An Ethernet crossover cable is a type of cable that is used to connect computing devices together directly, i.e. without the use of a hub or switch. These cables have different pin points or plugs on each side. The wires within the Ethernet crossover cable can reverse the transmit and receive signals. Starting from the left, the 1st and 3rd wires and the 2nd and 6th wires are crossed, and can be seen through the RJ-45 connectors at each end of the crossover cable.
This is a straight-through cable, where the pins are connected in a sequential form, i.e. pin 1 to pin 2, pin 2 to pin 3, and so on. The commonly used ones are 10BASE-T (10 Mbit/s), 100BASE-TX (100 Mbit/s), and 1000BASE-T (1000 Mbit/s). The cables that are used have four pair of twisted cables. All the three cable types support full-duplex and half-duplex communication.
There are two types of topologies that are used when working with these cables. Bus topology is used when all the devices in the network are connected using a single cable. There is no central device like a hub used here. However, if the connection to one of the devices is broken, the entire network will collapse. The other topology that is widely used is the star topology. In this type of arrangement, the devices are connected to a central hub. There is no risk of the entire network collapsing even if connection from/to one of the devices fails. Even if the connection does fail, the network will still function normally.
|Cable||Length (m)||Speed (Mbit/s)|
|Cat 5e||100||1000 (1Gbps)|
|Cat 6||100||3000 (3Gbps)|
|Cat 6a||100||10 Gbps|
Cat 3:This category was widely used as a voice cabling format among computer network administrators in the 1990s. It is an unshielded twisted pair (UTP), that can carry up to 10 Mbit/s, with a bandwidth performance of 16 MHz.
Cat 4: Cat 4 was mainly used in token ring networks, and the cable consists of four unshielded twisted-pair (UTP) wires, with a data rate of 16 Mbit/s, and a performance of up to 20 MHz.
Cat 5: This is a twisted pair high signal integrity cable. Within the cables, there are three twists per inch of each twisted pair of 24 gauge copper wires. Cat 5 is used for 10/100Mb Ethernet, and as a voice cabling format.
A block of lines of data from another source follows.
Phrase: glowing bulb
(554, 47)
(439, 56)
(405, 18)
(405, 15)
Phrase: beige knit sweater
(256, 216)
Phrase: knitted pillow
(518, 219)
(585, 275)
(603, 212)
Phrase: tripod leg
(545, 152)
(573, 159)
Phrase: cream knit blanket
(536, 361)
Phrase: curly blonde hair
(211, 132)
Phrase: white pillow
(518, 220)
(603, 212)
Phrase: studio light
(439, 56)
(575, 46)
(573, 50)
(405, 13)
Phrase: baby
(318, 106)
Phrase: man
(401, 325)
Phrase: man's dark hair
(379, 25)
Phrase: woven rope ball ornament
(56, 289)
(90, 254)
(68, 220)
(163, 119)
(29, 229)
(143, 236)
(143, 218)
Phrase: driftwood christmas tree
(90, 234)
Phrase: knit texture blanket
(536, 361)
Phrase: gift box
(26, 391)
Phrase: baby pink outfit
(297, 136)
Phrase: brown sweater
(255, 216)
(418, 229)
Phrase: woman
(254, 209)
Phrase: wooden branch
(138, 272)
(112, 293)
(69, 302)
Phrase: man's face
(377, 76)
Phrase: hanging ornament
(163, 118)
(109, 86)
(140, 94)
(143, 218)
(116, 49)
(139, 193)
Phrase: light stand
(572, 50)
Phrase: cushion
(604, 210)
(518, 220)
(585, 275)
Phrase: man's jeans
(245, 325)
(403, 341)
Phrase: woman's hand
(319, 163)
Cat 5e: This category is an enhanced version of Cat 5, that prevents interference between one unshielded twisted pair to another twisted pair, running in parallel within the same cable (Far End Crosstalk - FEXT). It works for 10/100Mb and 1000Mb Ethernet.
Cat 6: It is very similar to Cat 5e, and is a cable standard for Gigabit Ethernet (considered better than Cat 5e), and other network protocols that are backward compatible with the Cat 5/5e and Cat 3 cable standards. Cat 6 is made up of larger gauge wires, that work for 10/100/1000Mb Ethernet.
Cat 6a: This Ethernet cable type, known as the Augmented Category 6, works for frequencies up to 500MHz. Due to the higher frequency, alien crosstalk is eliminated. This cable type is backwards compatible with the previous versions like Cat 6 and Cat 5e.
Ethernet cables are also used to connect wireless routers to wireless antennas. The physical between the router and the cable delivers the Internet to that device.
The type of cable should be determined by your requirement, as there are many types and categories easily available all across. These cables are faster and take less processing from the CPU and other computer networking devices, which can save a lot of time during the transmission of data.